In both photographs, but particularly Boebert’s, the children are exercising proper gun safety. Their fingers are off the trigger and the weapons are pointed in what appears to be a safe direction. There’s no threatening imagery or gestures present. There’s just a family exercising their Second Amendment rights.
Every time a Republican posts a picture of themselves and their families snuggled up to the muzzle of a semiautomatic rifle immediately after a mass shooting, I wonder what the Founding Fathers would think if they knew that this was what was to become of the Second Amendment.
I think they’d have realized that if people like the author didn’t get the vapors over every appearance of a firearm and if people didn’t try to restrict gun ownership in the wake of these shootings, there wouldn’t be any reason for anyone to post such images.
However, you’re also deluded if you think the Founding Fathers wouldn’t have taken similar pictures. It’s likely the only reason they didn’t was that there was no photography. With pictures being such time-consuming things in their day, holding a firearm for hours or days wasn’t particularly attractive. Getting a quick shot with a cell phone? That’s a whole other matter.

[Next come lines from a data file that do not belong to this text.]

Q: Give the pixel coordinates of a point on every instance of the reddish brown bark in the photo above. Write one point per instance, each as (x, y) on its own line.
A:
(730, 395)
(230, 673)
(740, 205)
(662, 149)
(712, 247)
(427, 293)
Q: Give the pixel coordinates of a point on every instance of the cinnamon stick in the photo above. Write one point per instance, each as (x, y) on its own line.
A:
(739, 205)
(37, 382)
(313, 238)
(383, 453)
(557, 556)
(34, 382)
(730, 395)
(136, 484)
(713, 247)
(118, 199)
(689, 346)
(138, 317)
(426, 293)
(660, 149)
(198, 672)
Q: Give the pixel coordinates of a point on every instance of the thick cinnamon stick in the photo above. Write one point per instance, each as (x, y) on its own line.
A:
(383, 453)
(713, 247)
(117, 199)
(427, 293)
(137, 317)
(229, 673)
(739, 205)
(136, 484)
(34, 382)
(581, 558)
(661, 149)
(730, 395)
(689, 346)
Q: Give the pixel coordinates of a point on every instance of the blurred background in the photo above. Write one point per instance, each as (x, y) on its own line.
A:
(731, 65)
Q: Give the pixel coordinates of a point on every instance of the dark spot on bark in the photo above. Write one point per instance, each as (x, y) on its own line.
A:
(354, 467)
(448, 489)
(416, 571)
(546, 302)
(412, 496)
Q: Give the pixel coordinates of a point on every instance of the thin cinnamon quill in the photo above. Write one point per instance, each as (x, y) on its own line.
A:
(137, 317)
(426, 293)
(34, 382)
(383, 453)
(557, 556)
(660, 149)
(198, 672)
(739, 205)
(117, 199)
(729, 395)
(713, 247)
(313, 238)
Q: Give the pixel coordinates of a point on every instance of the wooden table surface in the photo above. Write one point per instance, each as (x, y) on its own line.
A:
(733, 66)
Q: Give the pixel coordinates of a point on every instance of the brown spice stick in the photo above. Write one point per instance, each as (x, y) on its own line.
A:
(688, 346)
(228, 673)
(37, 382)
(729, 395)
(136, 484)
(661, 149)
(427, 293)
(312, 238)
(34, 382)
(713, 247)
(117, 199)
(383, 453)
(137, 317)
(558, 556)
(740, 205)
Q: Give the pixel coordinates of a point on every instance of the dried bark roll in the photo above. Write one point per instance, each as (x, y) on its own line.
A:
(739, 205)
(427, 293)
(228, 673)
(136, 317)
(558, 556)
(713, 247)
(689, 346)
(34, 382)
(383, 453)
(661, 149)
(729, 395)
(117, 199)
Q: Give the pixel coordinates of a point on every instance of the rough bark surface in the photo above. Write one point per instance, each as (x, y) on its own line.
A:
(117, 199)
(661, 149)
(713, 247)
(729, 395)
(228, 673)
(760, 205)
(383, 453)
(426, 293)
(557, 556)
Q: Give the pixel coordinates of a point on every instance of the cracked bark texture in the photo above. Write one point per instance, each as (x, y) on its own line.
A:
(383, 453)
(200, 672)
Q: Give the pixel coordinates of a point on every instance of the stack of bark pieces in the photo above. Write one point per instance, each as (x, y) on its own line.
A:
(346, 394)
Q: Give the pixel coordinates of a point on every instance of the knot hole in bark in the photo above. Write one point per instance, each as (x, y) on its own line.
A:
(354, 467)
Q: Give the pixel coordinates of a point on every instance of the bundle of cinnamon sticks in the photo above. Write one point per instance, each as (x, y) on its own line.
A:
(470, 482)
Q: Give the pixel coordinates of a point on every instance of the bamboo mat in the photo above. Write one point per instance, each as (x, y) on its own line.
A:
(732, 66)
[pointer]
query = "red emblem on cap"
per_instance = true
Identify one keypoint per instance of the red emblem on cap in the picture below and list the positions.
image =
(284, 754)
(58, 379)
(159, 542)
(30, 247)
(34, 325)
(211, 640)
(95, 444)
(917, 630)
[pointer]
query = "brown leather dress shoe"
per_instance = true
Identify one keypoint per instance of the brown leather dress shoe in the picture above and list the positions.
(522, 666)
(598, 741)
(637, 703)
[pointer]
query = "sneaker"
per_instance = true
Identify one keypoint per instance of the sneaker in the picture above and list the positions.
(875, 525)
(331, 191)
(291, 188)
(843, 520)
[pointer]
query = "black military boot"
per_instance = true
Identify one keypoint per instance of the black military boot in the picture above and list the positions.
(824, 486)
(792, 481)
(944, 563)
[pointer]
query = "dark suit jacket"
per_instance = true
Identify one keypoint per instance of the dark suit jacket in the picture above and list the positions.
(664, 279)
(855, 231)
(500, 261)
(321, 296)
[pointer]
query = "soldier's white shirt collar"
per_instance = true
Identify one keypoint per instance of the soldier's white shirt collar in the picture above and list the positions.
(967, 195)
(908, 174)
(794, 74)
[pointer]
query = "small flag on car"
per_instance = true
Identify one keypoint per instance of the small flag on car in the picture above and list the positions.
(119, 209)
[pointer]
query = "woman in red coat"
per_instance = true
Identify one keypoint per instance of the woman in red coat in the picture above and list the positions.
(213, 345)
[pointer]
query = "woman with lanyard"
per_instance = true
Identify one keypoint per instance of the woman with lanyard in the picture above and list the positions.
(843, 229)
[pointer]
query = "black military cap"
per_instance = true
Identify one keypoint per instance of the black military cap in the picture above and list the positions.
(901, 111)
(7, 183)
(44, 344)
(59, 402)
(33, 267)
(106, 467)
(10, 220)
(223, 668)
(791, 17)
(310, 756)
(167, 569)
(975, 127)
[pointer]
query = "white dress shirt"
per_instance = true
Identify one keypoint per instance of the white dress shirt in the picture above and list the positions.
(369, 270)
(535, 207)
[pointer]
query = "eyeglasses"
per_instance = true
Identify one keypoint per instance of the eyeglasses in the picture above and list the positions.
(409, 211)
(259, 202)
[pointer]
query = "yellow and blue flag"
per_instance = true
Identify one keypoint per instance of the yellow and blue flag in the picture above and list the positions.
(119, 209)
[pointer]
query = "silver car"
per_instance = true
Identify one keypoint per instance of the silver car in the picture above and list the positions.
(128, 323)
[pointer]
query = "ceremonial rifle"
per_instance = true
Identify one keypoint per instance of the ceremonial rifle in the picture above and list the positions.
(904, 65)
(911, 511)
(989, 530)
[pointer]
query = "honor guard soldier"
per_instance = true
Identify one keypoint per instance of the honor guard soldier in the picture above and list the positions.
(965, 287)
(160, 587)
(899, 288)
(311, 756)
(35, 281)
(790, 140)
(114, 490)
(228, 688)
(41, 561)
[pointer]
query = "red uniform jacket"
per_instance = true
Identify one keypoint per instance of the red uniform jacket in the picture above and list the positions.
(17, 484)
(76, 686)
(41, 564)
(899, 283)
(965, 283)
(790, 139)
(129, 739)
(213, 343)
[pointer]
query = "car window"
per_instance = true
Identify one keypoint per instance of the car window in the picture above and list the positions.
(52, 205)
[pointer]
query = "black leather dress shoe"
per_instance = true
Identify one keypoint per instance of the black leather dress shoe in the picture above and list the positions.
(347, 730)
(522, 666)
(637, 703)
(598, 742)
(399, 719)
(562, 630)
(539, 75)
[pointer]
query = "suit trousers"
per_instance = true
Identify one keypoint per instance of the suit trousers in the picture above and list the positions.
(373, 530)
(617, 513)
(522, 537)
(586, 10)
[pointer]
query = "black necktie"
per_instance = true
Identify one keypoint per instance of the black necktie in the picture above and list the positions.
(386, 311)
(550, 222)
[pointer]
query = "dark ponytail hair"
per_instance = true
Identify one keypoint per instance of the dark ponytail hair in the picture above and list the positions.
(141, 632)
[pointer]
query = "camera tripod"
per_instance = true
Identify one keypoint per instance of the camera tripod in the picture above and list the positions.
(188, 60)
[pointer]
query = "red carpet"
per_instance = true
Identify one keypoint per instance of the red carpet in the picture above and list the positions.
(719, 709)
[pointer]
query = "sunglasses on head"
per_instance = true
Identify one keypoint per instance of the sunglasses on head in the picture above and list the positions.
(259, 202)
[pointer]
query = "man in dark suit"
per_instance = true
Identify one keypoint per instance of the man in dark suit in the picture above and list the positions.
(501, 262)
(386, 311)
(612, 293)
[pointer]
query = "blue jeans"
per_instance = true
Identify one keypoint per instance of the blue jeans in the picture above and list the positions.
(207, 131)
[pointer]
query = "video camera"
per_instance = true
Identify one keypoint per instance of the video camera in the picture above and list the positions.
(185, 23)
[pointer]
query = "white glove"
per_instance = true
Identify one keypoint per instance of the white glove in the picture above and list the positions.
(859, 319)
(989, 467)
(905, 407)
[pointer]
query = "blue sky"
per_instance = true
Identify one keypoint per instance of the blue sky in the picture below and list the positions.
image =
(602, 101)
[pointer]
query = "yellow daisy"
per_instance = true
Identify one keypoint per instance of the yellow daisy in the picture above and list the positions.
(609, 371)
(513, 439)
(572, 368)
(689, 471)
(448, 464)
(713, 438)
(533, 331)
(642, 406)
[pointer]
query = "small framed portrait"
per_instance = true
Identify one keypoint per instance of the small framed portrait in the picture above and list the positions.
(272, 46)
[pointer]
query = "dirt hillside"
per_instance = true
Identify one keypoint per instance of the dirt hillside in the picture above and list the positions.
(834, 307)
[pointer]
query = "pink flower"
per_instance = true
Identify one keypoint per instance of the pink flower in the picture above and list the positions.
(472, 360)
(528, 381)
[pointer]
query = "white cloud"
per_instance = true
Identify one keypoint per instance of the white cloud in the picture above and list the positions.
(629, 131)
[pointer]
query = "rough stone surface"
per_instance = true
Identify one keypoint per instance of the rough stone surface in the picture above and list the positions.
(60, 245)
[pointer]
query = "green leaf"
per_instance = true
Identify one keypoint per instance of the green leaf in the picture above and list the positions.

And let’s remember that our Founding Fathers didn’t try to disarm people who sided with England after the Revolution. It wasn’t just gun rights for those who favored independence. In the wake of the Civil War, Confederate troops were allowed to remain armed as well. These were people who actively opposed to the American government of their day, and there was no effort to disarm them.
The truth of the matter is that photographs like Boebert are desperately needed.
No, they aren’t without their problems, but it’s important that people like this writer come to understand that gun owners have no reason to restrain themselves because of what someone else did. We shouldn’t feel obligated to hide our gun ownership simply because some people think we should.
The fact that she’s clearly just upset by the image–she admits that the Second Amendment protects our right to keep and bear arms, but seems upset simply that the picture was shared–doesn’t mean we should change anything.
So gather your families together and take photos of everyone holding a gun if you want. It’s not anyone’s place to tell you that you can’t do it.